I thought of Will Self. A great champion of the art and skill of being lost. His inaugural lecture at Brunel University (Walking is Political ) shines in my memory. A young woman is walking along a London street, that much is clear, but what is happening in her consciousness seems to take place in another dimension. It is a world totally divorced from her surroundings: she is listening to music through MP3 earphones with eyes glued to the arrow on the GPS screen on her Iphone. At the moment of leaving a Tube Station, stepping into the street and pressing the GPS button, you are lost, says Mr Self. You have your exact location, but without orientation it is meaningless. The skill of being lost is allowing ourselves to be disorientated, rather than handing it over to the SatNav. Internal map-making, which starts by paying acute observation to our surroundings, is basic to human memory. We abdicate it at our peril.
This rang true – perhaps not in Oxford where I needed the paper map to make sense of the maze of streets, but at home in the village where I have lived for 15 years. On a Sunday morning a few weeks ago, a car was parked in the lay-by at the bus stop. A man holding a small piece of paper rolled down the window. He and his friend had bought a day’s fishing licence and were trying to find the spot. They had a postcode and rough description but no mobile phone signal. I knew the exact place and gave the directions, where to park the car and so on. It was all there so clearly on my mental map. I was driving the route as I was talking and also, behind the physical familiarity, was the OS map of the terrain. I seemed to slip in and out of each of them. Interesting, and more grist for the mill for my long love affair with Ordnance Survey and current aversion to GPS.

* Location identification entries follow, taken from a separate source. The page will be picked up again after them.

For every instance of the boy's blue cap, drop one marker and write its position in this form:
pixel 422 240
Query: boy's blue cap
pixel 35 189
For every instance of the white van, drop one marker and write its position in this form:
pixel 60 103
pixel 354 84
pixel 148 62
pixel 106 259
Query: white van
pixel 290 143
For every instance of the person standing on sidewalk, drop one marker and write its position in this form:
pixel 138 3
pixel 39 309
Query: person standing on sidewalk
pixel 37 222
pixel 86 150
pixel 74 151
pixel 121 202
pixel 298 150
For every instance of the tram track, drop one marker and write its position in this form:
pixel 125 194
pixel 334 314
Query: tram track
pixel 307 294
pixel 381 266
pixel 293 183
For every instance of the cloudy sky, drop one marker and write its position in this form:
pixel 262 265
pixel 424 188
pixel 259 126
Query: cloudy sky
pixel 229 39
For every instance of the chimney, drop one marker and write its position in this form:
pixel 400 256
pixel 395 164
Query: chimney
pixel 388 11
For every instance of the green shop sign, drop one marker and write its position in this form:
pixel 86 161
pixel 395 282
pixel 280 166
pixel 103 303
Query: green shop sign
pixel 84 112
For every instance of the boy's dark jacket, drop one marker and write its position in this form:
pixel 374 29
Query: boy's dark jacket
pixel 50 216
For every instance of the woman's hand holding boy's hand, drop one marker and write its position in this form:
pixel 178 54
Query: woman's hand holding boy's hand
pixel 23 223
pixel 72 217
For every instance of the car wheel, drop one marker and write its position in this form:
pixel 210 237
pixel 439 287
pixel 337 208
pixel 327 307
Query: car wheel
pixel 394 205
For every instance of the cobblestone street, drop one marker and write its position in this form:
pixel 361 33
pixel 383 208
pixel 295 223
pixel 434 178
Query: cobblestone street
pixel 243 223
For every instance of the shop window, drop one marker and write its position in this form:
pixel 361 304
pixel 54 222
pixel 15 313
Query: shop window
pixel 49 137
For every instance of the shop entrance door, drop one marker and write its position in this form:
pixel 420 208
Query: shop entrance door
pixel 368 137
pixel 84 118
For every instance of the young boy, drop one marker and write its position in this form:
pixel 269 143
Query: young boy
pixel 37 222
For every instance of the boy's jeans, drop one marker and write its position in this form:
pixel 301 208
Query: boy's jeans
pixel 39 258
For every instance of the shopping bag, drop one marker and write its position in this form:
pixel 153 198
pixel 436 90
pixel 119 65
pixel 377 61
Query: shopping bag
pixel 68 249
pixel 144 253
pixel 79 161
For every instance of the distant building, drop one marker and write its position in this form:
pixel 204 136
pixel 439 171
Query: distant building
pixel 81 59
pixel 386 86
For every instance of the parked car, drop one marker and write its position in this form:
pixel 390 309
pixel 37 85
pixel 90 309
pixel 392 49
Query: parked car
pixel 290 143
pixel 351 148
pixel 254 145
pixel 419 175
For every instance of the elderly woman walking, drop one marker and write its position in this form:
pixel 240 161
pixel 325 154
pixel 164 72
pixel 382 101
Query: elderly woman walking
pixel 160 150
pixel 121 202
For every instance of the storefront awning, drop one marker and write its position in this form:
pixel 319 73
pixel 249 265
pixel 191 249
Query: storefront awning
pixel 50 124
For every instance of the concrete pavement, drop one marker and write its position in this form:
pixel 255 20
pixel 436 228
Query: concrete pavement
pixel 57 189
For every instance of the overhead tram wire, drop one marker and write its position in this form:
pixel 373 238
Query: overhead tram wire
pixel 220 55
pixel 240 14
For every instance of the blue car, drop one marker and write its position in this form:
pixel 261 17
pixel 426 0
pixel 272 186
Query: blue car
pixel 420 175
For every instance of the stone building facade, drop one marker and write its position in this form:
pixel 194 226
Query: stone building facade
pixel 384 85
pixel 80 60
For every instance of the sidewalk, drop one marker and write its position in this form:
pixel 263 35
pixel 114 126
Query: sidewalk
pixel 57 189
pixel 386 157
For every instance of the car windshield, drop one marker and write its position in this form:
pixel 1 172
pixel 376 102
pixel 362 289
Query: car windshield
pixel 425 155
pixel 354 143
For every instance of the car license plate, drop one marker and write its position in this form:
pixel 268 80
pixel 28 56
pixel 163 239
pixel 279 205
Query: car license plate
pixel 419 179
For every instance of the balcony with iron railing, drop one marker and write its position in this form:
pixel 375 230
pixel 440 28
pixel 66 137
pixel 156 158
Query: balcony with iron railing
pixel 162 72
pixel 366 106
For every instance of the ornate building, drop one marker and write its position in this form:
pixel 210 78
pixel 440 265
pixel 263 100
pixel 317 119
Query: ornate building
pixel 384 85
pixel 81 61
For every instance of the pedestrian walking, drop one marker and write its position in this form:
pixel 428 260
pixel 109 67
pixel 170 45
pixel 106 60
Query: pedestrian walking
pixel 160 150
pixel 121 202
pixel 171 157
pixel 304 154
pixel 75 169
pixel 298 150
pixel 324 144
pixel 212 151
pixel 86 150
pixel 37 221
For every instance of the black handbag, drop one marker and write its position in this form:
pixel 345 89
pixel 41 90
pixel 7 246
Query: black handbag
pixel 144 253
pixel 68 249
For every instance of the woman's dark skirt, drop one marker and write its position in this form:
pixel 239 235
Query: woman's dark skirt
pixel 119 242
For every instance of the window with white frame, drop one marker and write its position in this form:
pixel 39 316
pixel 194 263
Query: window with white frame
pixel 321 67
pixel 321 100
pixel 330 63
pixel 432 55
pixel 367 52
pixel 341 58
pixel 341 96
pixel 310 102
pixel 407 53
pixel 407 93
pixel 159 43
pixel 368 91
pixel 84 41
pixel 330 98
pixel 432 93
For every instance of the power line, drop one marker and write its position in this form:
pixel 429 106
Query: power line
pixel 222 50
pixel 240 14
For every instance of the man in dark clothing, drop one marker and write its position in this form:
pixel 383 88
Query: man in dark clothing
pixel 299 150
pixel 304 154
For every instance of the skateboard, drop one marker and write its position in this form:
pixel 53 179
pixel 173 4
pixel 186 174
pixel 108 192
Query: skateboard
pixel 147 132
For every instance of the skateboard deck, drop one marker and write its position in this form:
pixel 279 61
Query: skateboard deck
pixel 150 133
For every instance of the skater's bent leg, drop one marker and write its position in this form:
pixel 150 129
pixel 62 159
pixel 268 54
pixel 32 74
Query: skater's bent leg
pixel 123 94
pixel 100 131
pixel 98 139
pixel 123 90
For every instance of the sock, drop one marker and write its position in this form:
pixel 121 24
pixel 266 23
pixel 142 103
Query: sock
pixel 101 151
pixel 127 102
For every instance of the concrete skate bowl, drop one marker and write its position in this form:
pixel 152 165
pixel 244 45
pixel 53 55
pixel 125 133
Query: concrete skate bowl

In its extreme state, this means no Smart Phone and no SatNav, which is a pretty hardline position, and I have to admit to moments of weakness when I have been seriously lost behind the wheel in a strange city. Cue – Guardian Angel in one of her many forms and Serendipity close behind.
All this is a preamble for a Radio 4 programme aired in October – The Loss Of Lostness. Stephen Smith choreographs a delightful 30 minutes of radio theatre in praise of being lost. The pleasures of being in Rare Records in Manchester on a Saturday afternoon in the 1960s or on a road less travelled behind the wheel of a pre- GPS car. Will Self has a small starring role: Do you like to go out with a billycan of warm ants and a kayak? asks Stephen in his just-about-to-laugh but-holding-it-in voice and Mr Self laughs – quite disarmingly ( the first time I’ve heard him do that on radio ) No, you’ll have to ask hairy-chested true men like Robert Macfarlane about that. And there are other truly sublime one-liners – something in the barista responds to the drifter in me – which makes me smile every time I go into Cafe Nero, and the memorable Unless you get lost you don’t discover anything new. Your life is without Serendipity.
It’s great to know I have allies in my mission to keep Serendipity alive and well.
Iain Sinclair is another, as readers of Black Apples of Gower will know. Coincidentally, he was on Radio 4 last week, walking the Gower cliffs on Open Country, talking as he writes about his quest for the Paviland cave – the cave of origin for the imaginative writing he has tried to follow all his life. In the radio broadcast, he does not quite reach the cave. Black Apples tells the story of the High Serendipity which takes him there.